Not every burden is a call from God but every call will be accompanied by a burden. Too often we misinterpret passing burdens as holy crusades that we must pick up and pursue but not every burden is a call from God. God created you for more than filling a vacancy in a company and receiving a pay cheque each week, he created you to fulfill a unique call.

The burden you carry is a key to recognizing your call. Ask yourself the questions: What drives me? Why do I do what I do? I’m not talking about unhealthy and sinful motivations for acting in inappropriate ways but I’m asking you, what is your holy discontent?

Popeye the Sailor Man was a popular cartoon character many years ago. Popeye had an on again, off again love relationship with Olive Oil and any time Olive’s well-being was threatened or someone was threatening Popeye in some way, he would down a can of spinach and his forearm muscles would grow to twice their size and he would proclaim this phrase before he cleaned up all the baddies, “That’s all I can stands, I can’t stands no more.” (As you can see, Popeye had an incredible command of the English language)

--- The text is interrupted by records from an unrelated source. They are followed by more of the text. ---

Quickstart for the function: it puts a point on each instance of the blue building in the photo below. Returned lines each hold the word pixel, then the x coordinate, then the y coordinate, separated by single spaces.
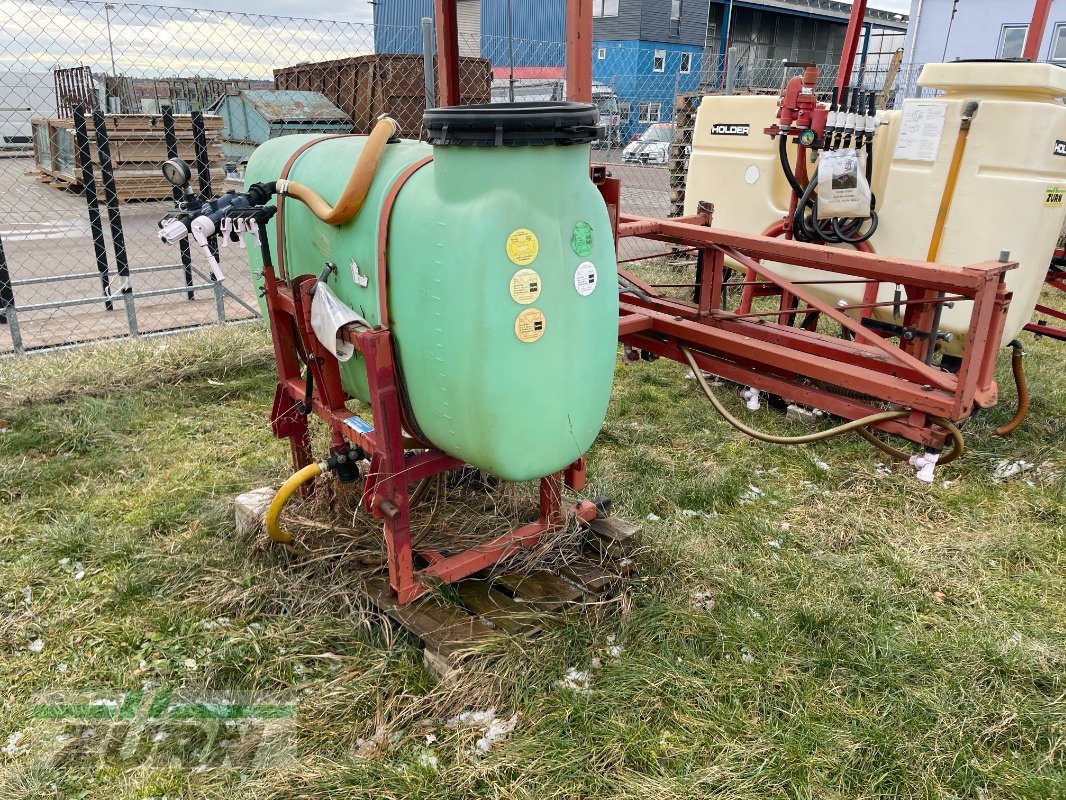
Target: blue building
pixel 943 30
pixel 648 51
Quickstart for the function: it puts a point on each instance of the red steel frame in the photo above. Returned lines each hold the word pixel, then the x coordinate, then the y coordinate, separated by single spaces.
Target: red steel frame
pixel 843 377
pixel 752 348
pixel 1056 280
pixel 393 468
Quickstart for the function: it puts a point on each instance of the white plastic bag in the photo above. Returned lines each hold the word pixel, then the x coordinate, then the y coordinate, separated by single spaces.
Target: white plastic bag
pixel 842 188
pixel 328 315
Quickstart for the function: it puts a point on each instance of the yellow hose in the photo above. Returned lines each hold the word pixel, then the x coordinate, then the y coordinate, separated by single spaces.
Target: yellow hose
pixel 355 192
pixel 1022 386
pixel 774 440
pixel 273 522
pixel 857 425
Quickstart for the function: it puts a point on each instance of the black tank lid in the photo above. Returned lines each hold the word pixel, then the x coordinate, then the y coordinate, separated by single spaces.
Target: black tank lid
pixel 514 124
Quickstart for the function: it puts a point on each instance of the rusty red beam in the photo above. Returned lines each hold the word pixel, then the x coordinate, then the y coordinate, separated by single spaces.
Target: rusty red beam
pixel 937 276
pixel 932 374
pixel 448 52
pixel 1037 25
pixel 851 44
pixel 785 358
pixel 579 50
pixel 790 390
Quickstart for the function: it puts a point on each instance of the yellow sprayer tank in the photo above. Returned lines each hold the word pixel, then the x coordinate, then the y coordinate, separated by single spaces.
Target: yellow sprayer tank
pixel 1010 192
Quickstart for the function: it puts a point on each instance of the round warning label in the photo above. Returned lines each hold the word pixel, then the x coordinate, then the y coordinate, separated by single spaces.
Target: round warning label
pixel 582 239
pixel 529 325
pixel 526 286
pixel 584 278
pixel 522 246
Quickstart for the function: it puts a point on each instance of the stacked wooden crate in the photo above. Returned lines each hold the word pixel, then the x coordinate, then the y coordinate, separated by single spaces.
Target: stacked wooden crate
pixel 138 147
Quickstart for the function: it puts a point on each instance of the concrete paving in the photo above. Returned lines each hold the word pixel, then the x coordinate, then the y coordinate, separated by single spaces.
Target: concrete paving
pixel 46 236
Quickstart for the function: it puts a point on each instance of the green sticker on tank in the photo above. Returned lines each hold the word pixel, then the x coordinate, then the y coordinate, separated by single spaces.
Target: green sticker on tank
pixel 582 239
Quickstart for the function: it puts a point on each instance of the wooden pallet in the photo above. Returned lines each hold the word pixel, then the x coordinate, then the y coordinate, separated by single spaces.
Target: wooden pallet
pixel 510 604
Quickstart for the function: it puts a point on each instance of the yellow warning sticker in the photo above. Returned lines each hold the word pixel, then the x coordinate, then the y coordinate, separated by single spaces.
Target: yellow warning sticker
pixel 526 286
pixel 522 246
pixel 529 325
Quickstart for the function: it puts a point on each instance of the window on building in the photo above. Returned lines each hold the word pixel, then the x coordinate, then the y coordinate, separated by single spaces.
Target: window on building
pixel 1059 43
pixel 1012 41
pixel 604 8
pixel 649 112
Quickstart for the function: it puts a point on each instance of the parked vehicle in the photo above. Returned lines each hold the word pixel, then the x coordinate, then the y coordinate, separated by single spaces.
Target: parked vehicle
pixel 651 146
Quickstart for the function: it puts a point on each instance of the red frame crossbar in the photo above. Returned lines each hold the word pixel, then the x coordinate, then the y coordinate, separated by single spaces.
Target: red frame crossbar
pixel 396 462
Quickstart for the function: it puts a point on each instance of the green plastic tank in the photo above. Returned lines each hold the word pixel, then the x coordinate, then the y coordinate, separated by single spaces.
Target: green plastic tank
pixel 496 253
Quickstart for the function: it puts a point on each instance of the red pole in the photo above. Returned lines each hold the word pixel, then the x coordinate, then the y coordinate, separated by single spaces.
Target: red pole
pixel 579 50
pixel 448 53
pixel 1035 35
pixel 851 44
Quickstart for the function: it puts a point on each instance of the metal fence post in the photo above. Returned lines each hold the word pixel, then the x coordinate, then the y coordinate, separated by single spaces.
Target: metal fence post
pixel 6 292
pixel 172 152
pixel 114 217
pixel 203 163
pixel 204 178
pixel 92 202
pixel 730 64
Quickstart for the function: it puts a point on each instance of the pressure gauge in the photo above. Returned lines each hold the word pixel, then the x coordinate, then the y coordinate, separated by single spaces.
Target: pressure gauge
pixel 177 172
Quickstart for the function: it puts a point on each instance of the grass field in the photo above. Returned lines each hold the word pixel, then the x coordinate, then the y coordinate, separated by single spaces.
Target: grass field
pixel 806 622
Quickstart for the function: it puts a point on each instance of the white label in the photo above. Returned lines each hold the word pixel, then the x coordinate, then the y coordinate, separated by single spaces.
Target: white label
pixel 920 131
pixel 584 278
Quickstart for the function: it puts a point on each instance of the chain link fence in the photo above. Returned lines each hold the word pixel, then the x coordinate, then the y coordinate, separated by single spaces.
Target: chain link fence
pixel 80 258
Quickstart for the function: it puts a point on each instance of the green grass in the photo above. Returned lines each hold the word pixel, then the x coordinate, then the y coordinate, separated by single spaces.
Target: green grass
pixel 869 637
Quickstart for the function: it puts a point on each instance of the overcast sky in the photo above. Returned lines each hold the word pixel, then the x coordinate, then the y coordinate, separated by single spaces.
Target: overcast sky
pixel 184 38
pixel 360 11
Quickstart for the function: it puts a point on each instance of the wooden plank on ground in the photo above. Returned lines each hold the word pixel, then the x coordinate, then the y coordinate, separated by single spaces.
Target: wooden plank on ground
pixel 441 626
pixel 613 537
pixel 595 577
pixel 503 611
pixel 540 589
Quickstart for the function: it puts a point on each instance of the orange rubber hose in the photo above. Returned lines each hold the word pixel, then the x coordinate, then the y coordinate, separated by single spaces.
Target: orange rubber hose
pixel 355 192
pixel 1022 386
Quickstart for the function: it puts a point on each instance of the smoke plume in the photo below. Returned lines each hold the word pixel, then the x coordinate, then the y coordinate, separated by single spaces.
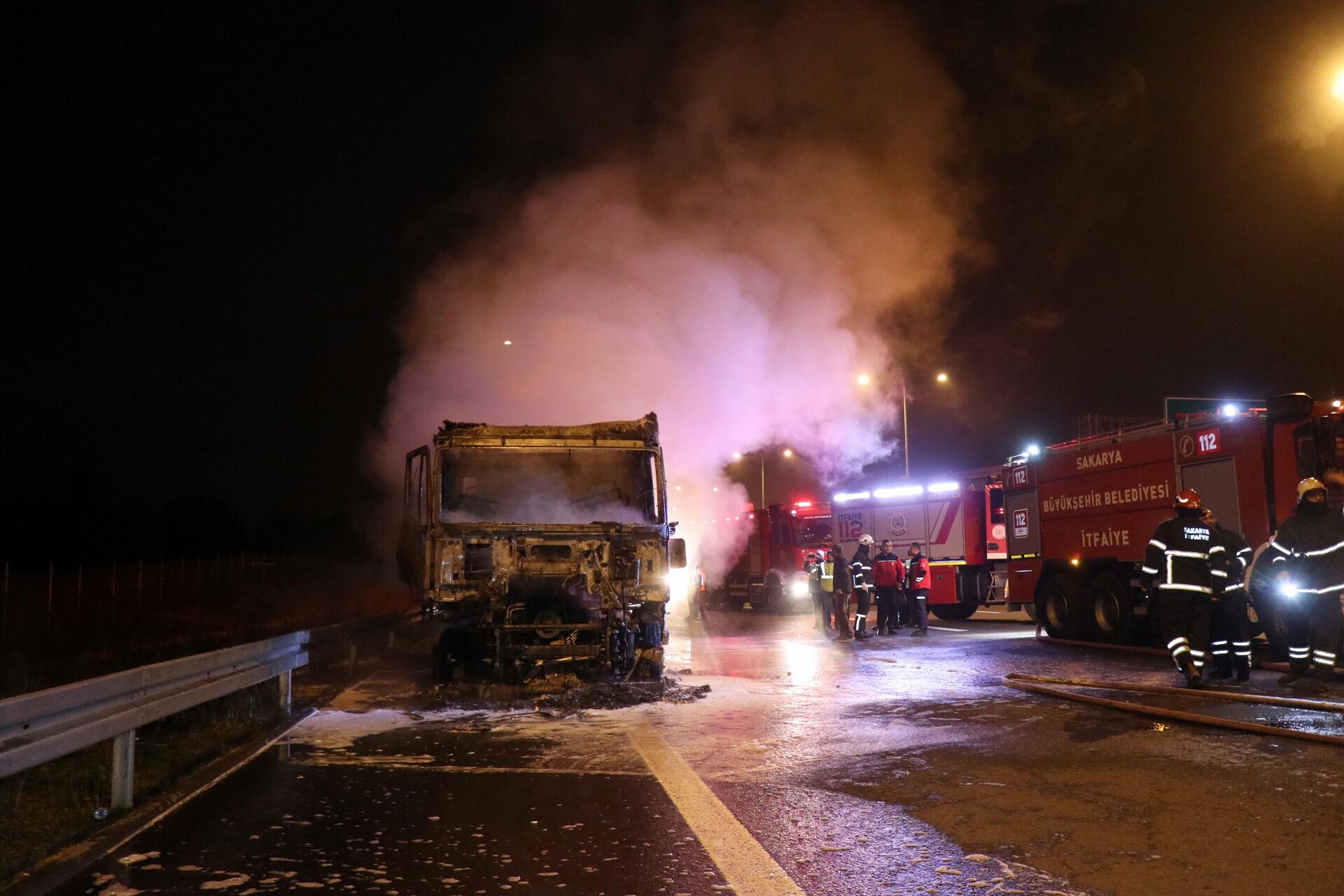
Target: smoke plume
pixel 729 269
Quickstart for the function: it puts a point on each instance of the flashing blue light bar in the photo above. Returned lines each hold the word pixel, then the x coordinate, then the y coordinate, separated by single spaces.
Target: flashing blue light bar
pixel 899 492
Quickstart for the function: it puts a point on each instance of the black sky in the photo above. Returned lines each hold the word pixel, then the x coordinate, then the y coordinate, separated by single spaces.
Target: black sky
pixel 213 214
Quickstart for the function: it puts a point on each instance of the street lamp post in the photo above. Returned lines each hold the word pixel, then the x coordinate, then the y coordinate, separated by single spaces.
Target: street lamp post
pixel 942 379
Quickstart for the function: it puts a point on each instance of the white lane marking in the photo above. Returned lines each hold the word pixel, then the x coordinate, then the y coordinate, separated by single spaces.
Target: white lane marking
pixel 743 862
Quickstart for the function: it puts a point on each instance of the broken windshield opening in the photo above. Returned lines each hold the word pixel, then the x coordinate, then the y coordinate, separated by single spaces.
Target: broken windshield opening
pixel 549 485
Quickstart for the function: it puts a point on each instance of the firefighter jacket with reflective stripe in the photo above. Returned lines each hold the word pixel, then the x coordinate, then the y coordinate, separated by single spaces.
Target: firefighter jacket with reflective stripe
pixel 860 568
pixel 888 570
pixel 917 573
pixel 1184 555
pixel 1238 558
pixel 1312 551
pixel 844 580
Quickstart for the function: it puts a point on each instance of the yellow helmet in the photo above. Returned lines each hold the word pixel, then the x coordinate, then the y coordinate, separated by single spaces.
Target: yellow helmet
pixel 1310 484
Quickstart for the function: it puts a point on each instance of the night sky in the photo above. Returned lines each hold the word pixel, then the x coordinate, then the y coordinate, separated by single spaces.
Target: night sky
pixel 214 214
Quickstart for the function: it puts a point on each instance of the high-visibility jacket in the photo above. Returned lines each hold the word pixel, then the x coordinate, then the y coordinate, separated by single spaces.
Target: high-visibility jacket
pixel 827 575
pixel 1184 555
pixel 888 570
pixel 1312 552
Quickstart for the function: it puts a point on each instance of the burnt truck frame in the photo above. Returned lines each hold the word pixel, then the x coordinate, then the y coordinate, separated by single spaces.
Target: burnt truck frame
pixel 542 548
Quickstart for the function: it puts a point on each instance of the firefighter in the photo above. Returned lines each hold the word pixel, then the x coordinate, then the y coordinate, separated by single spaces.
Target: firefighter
pixel 820 601
pixel 1308 571
pixel 917 590
pixel 888 571
pixel 1184 559
pixel 825 584
pixel 860 570
pixel 1230 649
pixel 840 597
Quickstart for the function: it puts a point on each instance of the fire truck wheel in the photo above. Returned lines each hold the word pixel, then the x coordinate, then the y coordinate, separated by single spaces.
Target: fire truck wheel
pixel 1060 609
pixel 953 612
pixel 1112 620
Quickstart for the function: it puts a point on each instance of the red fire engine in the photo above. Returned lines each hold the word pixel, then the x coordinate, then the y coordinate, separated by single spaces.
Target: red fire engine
pixel 1079 514
pixel 769 574
pixel 958 522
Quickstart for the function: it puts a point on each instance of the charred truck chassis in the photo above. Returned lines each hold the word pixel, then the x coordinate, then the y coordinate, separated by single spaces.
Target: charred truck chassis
pixel 495 545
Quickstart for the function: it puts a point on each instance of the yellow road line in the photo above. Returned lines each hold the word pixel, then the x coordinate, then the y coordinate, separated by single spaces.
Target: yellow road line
pixel 743 862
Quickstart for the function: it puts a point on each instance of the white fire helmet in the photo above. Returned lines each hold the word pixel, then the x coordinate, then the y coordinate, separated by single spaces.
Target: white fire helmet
pixel 1308 485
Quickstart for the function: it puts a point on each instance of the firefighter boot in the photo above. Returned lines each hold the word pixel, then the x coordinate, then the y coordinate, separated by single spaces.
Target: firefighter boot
pixel 1193 678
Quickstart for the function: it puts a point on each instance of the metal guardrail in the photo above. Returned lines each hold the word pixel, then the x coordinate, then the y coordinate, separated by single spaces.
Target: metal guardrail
pixel 48 724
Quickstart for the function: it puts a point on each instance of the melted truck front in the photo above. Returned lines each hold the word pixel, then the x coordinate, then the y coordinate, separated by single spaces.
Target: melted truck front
pixel 542 548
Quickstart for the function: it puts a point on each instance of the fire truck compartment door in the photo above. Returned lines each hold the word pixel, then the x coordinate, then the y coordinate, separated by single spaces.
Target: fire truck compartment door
pixel 1217 485
pixel 1023 514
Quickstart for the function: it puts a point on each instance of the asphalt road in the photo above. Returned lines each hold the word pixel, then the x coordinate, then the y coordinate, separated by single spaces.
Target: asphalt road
pixel 886 766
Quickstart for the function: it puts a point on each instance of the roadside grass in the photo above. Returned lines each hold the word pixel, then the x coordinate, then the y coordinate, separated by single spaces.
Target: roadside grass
pixel 52 805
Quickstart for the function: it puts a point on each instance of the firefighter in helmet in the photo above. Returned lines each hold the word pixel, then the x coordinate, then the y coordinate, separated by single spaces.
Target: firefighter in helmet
pixel 1308 574
pixel 1230 649
pixel 1182 564
pixel 820 601
pixel 860 570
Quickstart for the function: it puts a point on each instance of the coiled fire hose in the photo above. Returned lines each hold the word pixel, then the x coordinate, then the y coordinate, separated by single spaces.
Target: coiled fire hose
pixel 1041 684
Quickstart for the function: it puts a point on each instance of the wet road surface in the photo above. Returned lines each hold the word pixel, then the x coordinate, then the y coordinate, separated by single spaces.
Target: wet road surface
pixel 885 766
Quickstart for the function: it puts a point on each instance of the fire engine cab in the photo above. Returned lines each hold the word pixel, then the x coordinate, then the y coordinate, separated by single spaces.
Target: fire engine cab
pixel 958 522
pixel 1079 514
pixel 769 574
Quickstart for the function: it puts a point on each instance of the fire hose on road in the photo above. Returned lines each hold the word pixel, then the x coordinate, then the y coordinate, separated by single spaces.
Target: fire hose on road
pixel 1060 688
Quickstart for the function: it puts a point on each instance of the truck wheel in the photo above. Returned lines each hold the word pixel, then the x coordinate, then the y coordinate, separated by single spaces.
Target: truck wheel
pixel 1060 606
pixel 1112 620
pixel 953 612
pixel 1272 622
pixel 773 597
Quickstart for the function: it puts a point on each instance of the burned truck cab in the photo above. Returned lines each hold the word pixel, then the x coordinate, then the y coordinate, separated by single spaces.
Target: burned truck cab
pixel 542 548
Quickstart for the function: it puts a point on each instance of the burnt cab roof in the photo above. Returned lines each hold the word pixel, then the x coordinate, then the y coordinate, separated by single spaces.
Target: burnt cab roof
pixel 641 433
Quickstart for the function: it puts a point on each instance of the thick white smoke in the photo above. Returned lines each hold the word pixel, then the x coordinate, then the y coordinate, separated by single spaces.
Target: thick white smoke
pixel 730 273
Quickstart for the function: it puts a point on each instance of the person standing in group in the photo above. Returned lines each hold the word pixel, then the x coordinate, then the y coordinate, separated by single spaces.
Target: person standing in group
pixel 840 597
pixel 888 573
pixel 1230 649
pixel 917 590
pixel 1184 559
pixel 1308 571
pixel 819 574
pixel 860 570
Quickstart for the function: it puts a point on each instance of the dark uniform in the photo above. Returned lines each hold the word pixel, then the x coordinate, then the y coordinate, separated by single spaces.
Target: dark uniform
pixel 1183 561
pixel 843 586
pixel 1310 550
pixel 917 592
pixel 888 573
pixel 860 570
pixel 1230 648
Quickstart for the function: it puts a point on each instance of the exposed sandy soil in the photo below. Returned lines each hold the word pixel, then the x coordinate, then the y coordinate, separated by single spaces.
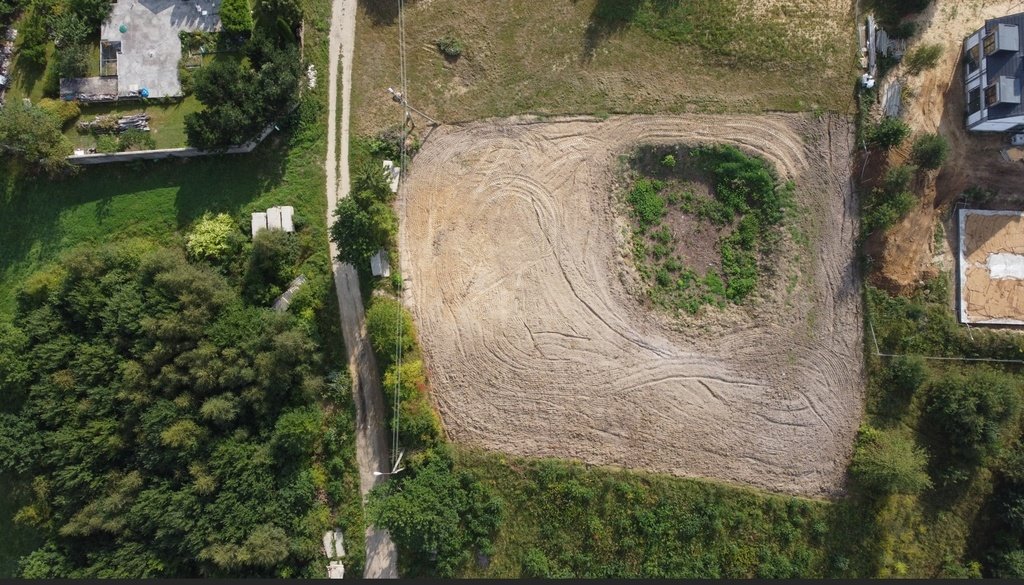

A burden from God is a holy discontent that declares “That’s all I can stands, I can’t stands no more.” Someone once said, “Deep change only comes out of deep pain.” Sometimes it isn’t until we experience a “That’s all I can stands” moment that we rise up and act upon our holy discontent.

When God calls you, a holy discontent will consume your heart and compel you to take action but before you run out and act on the burden, pray into the burden like Nehemiah did. Prayer purifies the burden and releases the power of the Spirit to enable the burden to hit its target. Pay attention to the signals the Spirit of God is sending your way. A call is always accompanied by the right burden.